NEW YORK (TheStreet) -- Walter Energy (WLT) continued to slip after posting quarterly revenue below expectations on Thursday and noting a potential delay in its restructuring efforts.

By early afternoon, shares had taken off 4.8% to $10.41, after dropping more than 1% a day earlier.

In a conference call, management said weak coal demand could impede restructuring actions which are expected to raise $250 million in asset sales. The company currently has cash and cash equivalents equal to around 90% of market value.

The Birmingham, Ala.-based business previously expected asset sales to close in April but is now forecasting for the majority to take place in the second half of 2014.

In the three months to December, the company reported a net loss of 55 cents a share, narrower than a loss of 84 cents a share forecast by analysts polled by Thomson Reuters.

Revenue of $472 million fell 1.4% from a year earlier and missed estimates by $5.44 million.

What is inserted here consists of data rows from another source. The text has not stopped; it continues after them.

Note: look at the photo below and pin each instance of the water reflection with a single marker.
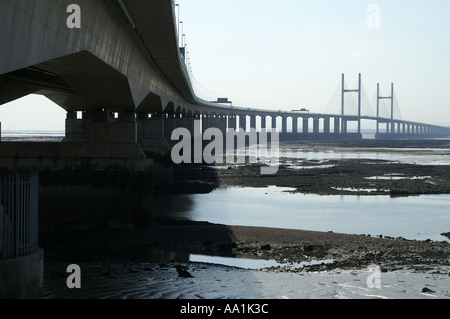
(420, 217)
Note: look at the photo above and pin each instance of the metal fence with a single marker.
(19, 206)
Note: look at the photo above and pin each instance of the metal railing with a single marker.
(19, 205)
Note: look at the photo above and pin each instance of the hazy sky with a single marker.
(291, 53)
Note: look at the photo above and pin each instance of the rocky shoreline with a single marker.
(168, 239)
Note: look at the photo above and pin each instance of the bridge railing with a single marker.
(18, 213)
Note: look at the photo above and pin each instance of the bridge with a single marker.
(122, 78)
(117, 69)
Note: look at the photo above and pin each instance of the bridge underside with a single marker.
(126, 85)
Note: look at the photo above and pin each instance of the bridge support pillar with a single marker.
(150, 130)
(274, 123)
(344, 126)
(205, 122)
(243, 123)
(295, 125)
(337, 126)
(222, 124)
(305, 125)
(263, 122)
(232, 122)
(169, 125)
(284, 124)
(316, 126)
(252, 122)
(326, 125)
(189, 122)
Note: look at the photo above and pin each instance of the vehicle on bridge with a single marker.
(303, 110)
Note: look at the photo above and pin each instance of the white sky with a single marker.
(291, 53)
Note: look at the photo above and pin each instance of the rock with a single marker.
(446, 235)
(182, 272)
(427, 290)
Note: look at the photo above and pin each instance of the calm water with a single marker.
(421, 217)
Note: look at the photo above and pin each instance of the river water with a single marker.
(415, 217)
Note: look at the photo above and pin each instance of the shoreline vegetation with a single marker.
(109, 243)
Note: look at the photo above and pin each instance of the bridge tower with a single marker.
(344, 90)
(391, 97)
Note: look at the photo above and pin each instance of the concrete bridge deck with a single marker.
(123, 70)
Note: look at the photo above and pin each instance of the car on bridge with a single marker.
(301, 110)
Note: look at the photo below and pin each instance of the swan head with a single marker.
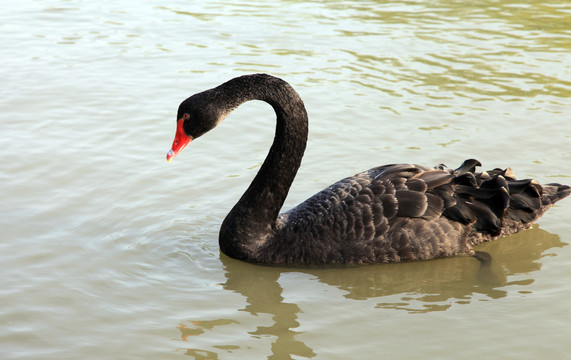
(196, 116)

Also See: Walter Energy Reports Fourth Quarter

TheStreet Ratings team rates WALTER ENERGY INC as a Sell with a ratings score of D. The team has this to say about their recommendation:

"We rate WALTER ENERGY INC (WLT) a SELL. This is driven by a number of negative factors, which we believe should have a greater impact than any strengths, and could make it more difficult for investors to achieve positive results compared to most of the stocks we cover. The company's weaknesses can be seen in multiple areas, such as its poor profit margins, weak operating cash flow, generally disappointing historical performance in the stock itself and generally high debt management risk."